Você já teve alguém que te fez voltar a ser criança? Olhar estrelas, comer mais chocolates, dar nó em pingo d'água, usar perfume, enxergar na multidão perfis que não existem, escrever poesia com a explosão dos fogos de artifício?
Você já teve alguém por quem valeu a pena cruzar o oceano? Saltar de pára-quedas, voar de asa delta, passar noites em claro, perder a fome, devorar ostras, beber champanhe em taça, vinho em caneca, jogar xadrez, levantar da cama para abrir a porta?
Você já teve alguém que te fez sonhar, escrever cartas, enviar mensagens através dos pombos, rodar a baiana porque ficou sem notícias, trocar o samba por rumba, tomar um porre de tequila, ver de novo o mesmo filme, fechar a janela de dia pelo prazer de se tocar na penumbra?

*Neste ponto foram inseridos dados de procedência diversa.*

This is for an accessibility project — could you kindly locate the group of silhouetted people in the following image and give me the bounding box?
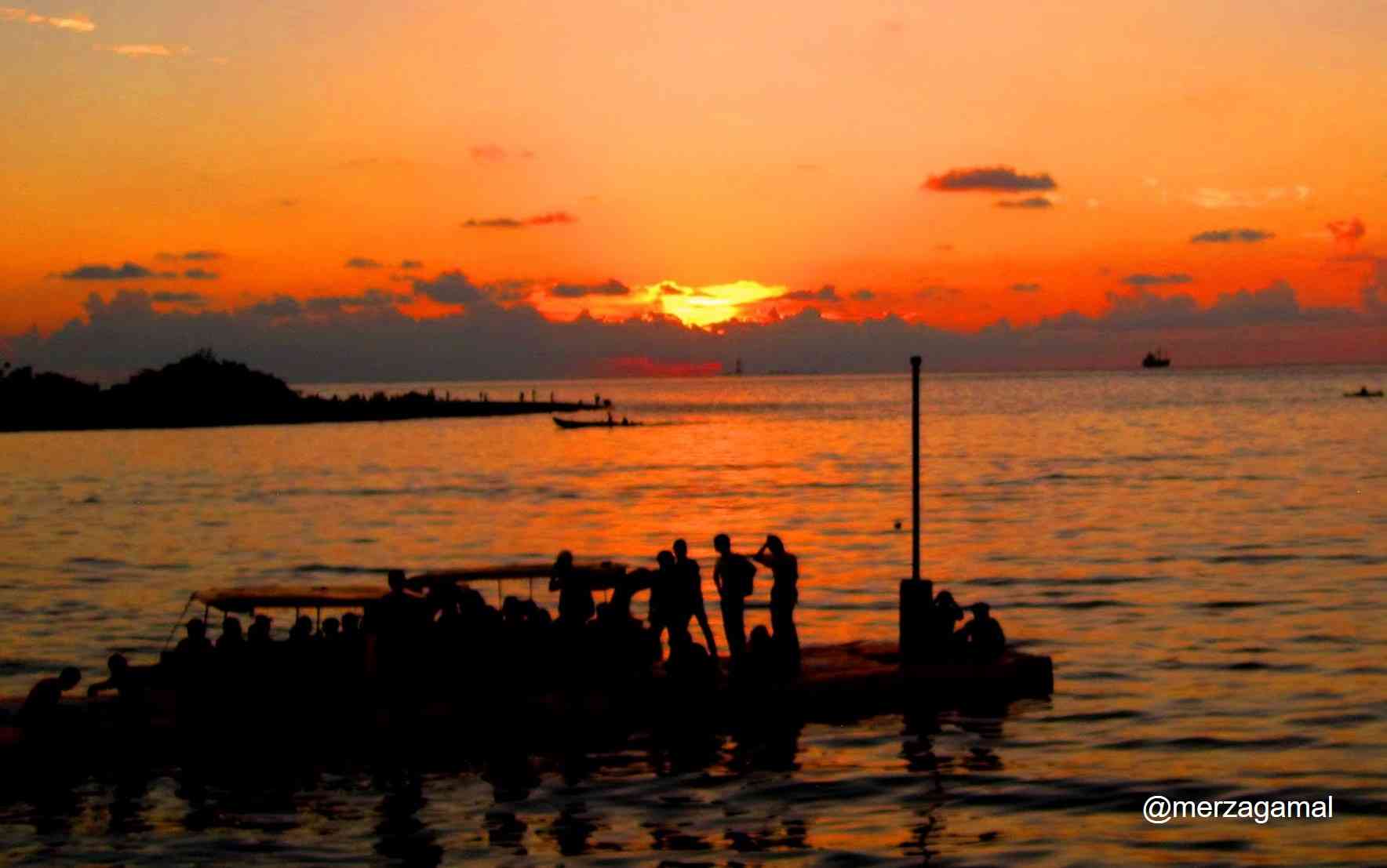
[549,534,800,680]
[903,579,1007,663]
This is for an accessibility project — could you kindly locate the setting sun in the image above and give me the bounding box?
[650,280,785,326]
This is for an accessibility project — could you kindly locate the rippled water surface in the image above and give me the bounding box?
[0,368,1387,865]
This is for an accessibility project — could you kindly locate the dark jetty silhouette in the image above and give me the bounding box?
[1141,350,1170,368]
[0,350,612,431]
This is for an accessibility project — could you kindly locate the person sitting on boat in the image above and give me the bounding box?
[549,549,596,628]
[959,603,1007,663]
[713,534,756,666]
[173,619,213,655]
[20,666,82,732]
[289,614,314,645]
[664,631,717,693]
[925,590,967,663]
[752,534,799,673]
[87,655,141,699]
[319,619,343,648]
[217,614,246,655]
[672,539,717,660]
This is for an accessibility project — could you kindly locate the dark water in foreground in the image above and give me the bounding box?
[0,368,1387,865]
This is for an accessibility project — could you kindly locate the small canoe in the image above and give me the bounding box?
[551,416,645,430]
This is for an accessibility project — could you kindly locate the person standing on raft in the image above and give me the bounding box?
[752,534,799,673]
[713,534,756,666]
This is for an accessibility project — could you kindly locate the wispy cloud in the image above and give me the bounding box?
[150,292,206,305]
[0,5,96,33]
[1190,229,1276,244]
[154,249,226,262]
[58,262,177,280]
[997,195,1054,208]
[96,43,193,57]
[1187,184,1311,211]
[549,278,631,298]
[470,144,534,162]
[919,166,1055,193]
[781,285,842,303]
[1324,218,1367,247]
[462,211,578,229]
[1122,272,1194,285]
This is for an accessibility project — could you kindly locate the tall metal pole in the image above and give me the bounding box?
[910,355,921,579]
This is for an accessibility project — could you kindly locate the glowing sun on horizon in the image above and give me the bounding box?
[646,280,785,326]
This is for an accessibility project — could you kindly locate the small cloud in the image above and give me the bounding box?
[154,249,226,262]
[462,218,524,229]
[471,144,534,162]
[997,195,1054,208]
[150,292,206,305]
[0,7,96,33]
[916,285,963,301]
[526,211,578,226]
[1324,218,1367,247]
[1122,272,1194,285]
[781,285,842,303]
[919,166,1055,193]
[549,278,631,298]
[462,211,578,229]
[58,262,162,280]
[96,43,191,57]
[1190,229,1276,244]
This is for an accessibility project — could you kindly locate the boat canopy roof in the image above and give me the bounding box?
[193,560,625,613]
[193,583,388,613]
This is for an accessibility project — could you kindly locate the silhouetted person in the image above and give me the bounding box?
[752,534,799,673]
[549,549,596,628]
[672,539,717,660]
[289,614,314,645]
[925,590,967,663]
[87,655,130,696]
[664,632,717,693]
[959,603,1007,663]
[713,534,756,666]
[20,666,82,733]
[246,614,273,648]
[173,619,213,655]
[217,616,246,655]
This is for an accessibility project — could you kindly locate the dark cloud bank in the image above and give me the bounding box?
[3,262,1387,383]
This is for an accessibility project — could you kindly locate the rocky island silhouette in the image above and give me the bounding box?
[0,350,612,431]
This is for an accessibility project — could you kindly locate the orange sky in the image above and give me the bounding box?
[0,0,1387,345]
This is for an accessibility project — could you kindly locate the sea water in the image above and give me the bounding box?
[0,368,1387,865]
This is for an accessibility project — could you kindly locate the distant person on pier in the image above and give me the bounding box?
[959,603,1007,663]
[549,549,596,628]
[752,534,799,673]
[670,539,717,660]
[173,619,213,655]
[87,655,140,700]
[20,666,82,733]
[713,534,756,666]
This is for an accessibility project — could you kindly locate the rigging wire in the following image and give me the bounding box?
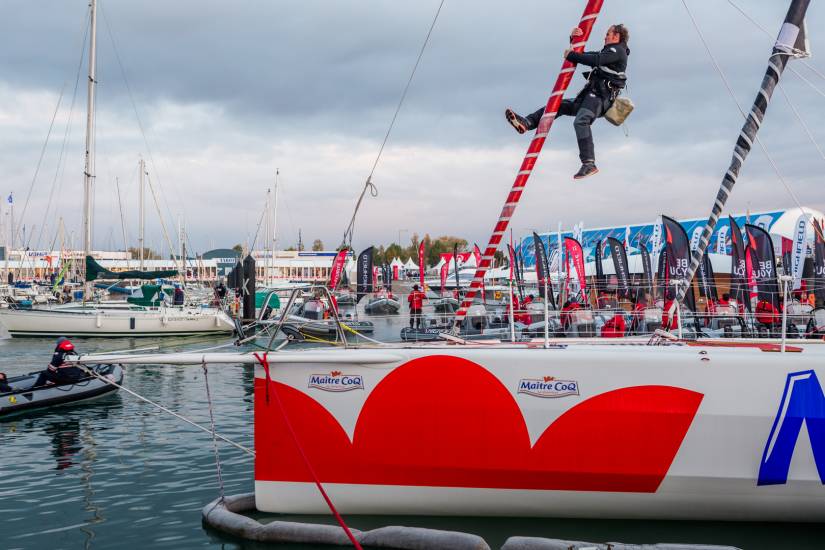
[77,363,255,456]
[682,0,812,222]
[341,0,444,248]
[30,17,91,256]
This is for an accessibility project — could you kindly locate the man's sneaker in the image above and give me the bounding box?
[573,162,599,180]
[504,109,529,134]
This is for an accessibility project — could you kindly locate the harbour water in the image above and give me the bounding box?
[0,316,825,549]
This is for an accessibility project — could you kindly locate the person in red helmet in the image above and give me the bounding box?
[32,336,84,388]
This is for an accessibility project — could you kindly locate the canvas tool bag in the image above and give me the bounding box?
[604,97,633,126]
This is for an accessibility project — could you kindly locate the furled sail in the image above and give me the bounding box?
[86,256,178,282]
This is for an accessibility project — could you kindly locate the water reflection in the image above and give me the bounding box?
[43,419,82,470]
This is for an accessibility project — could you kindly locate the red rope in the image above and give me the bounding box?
[253,352,363,550]
[455,0,604,325]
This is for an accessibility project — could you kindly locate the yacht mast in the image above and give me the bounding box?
[83,0,97,266]
[668,0,810,310]
[138,157,146,271]
[271,168,279,284]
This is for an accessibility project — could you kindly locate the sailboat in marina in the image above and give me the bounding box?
[0,0,234,337]
[77,0,825,522]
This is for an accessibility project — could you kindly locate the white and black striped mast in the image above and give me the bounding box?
[670,0,810,315]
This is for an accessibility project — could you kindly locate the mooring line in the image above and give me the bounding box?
[77,364,255,456]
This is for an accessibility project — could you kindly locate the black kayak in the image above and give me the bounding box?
[0,365,123,418]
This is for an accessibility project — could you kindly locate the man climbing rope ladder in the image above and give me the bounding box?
[505,24,630,179]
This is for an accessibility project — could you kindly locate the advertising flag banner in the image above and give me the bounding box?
[418,241,426,290]
[716,225,730,254]
[355,247,375,301]
[662,216,696,311]
[533,232,547,298]
[813,220,825,302]
[696,250,719,302]
[729,220,751,311]
[607,237,630,297]
[441,262,450,293]
[639,243,653,294]
[745,224,779,311]
[595,239,607,292]
[790,214,808,290]
[564,237,587,296]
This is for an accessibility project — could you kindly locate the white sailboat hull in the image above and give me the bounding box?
[255,344,825,521]
[0,308,234,338]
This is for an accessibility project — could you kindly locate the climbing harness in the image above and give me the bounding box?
[453,0,604,332]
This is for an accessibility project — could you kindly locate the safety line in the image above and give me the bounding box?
[77,364,255,456]
[253,352,362,550]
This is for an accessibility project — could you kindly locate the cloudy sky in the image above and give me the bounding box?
[0,0,825,252]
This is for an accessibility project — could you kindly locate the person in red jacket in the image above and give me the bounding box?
[602,313,627,338]
[407,285,426,328]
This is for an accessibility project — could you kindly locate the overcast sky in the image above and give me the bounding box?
[0,0,825,252]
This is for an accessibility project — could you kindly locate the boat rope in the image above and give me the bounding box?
[453,0,604,333]
[201,361,225,502]
[341,0,445,248]
[253,352,361,550]
[77,363,255,456]
[668,0,809,324]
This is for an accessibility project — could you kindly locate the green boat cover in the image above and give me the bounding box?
[86,256,178,282]
[126,285,162,307]
[255,290,281,309]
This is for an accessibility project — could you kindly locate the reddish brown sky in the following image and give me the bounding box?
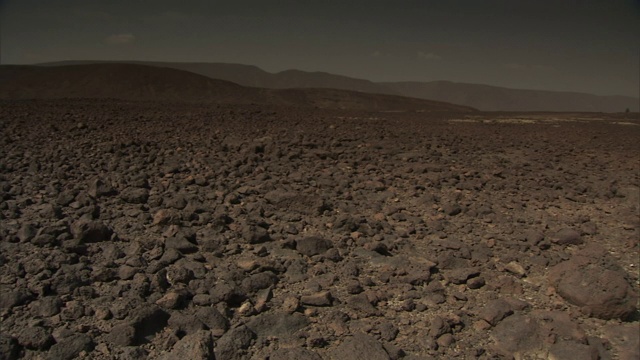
[0,0,640,97]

Você já teve alguém por quem seu coração disparou bem ali na esquina? Por quem suas pernas tremeram, seu corpo se alvoroçou, seu rosto queimou, ...
Você já teve alguém por quem mentiu descaradamente? E para quem contou todas as suas verdades, por quem brigou, discutiu, partiu pra cima, entrou na dividida, suspirou no bar dando a maior bandeira, mudou de mesa, de cadeira e com quem, enfim, foi embora feliz na madrugada?
Você já teve alguém que te fez estudar as teorias de Freud? Atentar para a sincronicidade de Jung, adivinhar pensamentos, vivenciar 'acasos', acreditar que encontrou sua alma gêmea?
Você já teve alguém que tirou seu fôlego? Por quem aprendeu a nadar, mergulhar, usar 'snorkel', viajar de barco, limpar peixes, retirar escamas, lavar as mãos com vinagre e temperar saladas de folhas, frutas e legumes?
Você já teve alguém por quem quebrou o pescoço no trânsito? Afundou a rua para saber onde ele morava, consultou cartomantes, usou patuás, benzeu-se, acendeu vela ao santo e depois morreu de rir quando sacou que tudo isso é uma tremenda bobagem?
Você já teve alguém com quem dormiu na cama, no chão, na rede e acordou como se tivesse flutuado em sonhos num colchão de plumas?
Você já teve alguém com quem mudou de cidade, redescobriu prazeres, fez passeios a pé, acordou mais cedo, tomou café sem açúcar, foi praticar esportes, rolou na grama, viu flamboyants, plantou girassóis, colheu mangas maduras e fez bolo com glacê sem nunca ter pisado na cozinha?
Você já teve alguém que, quando viu, já tinha chamado de amor? Com quem trocou palavras delicadas, diálogos ásperos, sussurros inaudíveis, murmúrios ininteligíveis e depois caiu num sono tão profundo quanto a vida quando cria sentido?
Se fez tudo isso, você se apaixonou. Se deu certo não sei, só sei que sem paixão a vida fica pela metade. E se você é como eu, nasceu, cresceu, namorou, casou, descasou, viveu, rompeu, renasceu. Melhor beber o amor em grandes goles, engasgando às vezes, do que usar conta-gotas e depois morrer de tédio ou... de sede.